Cabul, 15 de agosto de 2021. As tropas americanas preparam-se para retirar do Afeganistão, enquanto os talibãs marcham sobre a capital para tomar o poder. Responsável pela segurança da embaixada francesa, a última missão diplomática ocidental a permanecer no país, Mohamed Bida tem de garantir a chegada ao aeroporto de algumas centenas de pessoas, para fugir do inferno de Cabul.

Mohamed Bida escreveu um livro sobre esta sua experiência, agora transposta para cinema, em «13 Dias, 13 Noites». No filme, é interpretado por Roschdy Zem, um imenso ator, capaz de interpretar filmes de grande espetáculo e dramas mais íntimos. Ambos se cruzam neste título e este “bom gigante” do cinema francês abre o seu coração à METROPOLIS.

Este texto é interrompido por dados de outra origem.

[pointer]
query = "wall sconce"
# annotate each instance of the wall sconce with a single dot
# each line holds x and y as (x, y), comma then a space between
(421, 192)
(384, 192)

Este filme corresponde aos seus sonhos enquanto ator?

Roschdy Zem: Na verdade, os meus sonhos enquanto ator, não saberia defini-los. Disponibilizo-me e gosto de me deixar surpreender. Este filme e o papel que me propuseram surpreenderam-me. E é isso a que hoje aspiro, com o percurso e o passado que tenho. Coloco-me à disposição dos realizadores, porque muitas vezes as propostas são mais interessantes do que os meus próprios sonhos.

Falando de sonhos, ser ator sempre foi o que quis ser?

Roschdy Zem: O meu grande sonho quando era mais novo não era dominar o mundo, era ter uma loja de roupa. Sempre fui bastante modesto nas minhas ambições. E, no fim de contas, a oferta foi mais generosa do que aquilo que eu imaginava.

O Roschdy é um actor com uma enorme presença física, mas que dá sempre uma enorme humanidade às suas personagens. Num filme como este, o que fez para manter essa humanidade?

Roschdy Zem: Ela já existia no argumento. O verdadeiro Mohamed Bida, quando o conheci, já tinha muito isso nele: muita humildade. E trazia sempre esta aventura para uma escala humana. E já não é um jovem. Como é mostrado no filme, estava a quinze dias da reforma. Acrescentámos os tremores nas mãos, as dúvidas, os medos, o isolamento. Para torná-lo mais frágil, mais vulnerável. E pareceu-nos que isso o tornava ainda mais humano. O ato em si é muito heroico, mas era importante essa dimensão humana.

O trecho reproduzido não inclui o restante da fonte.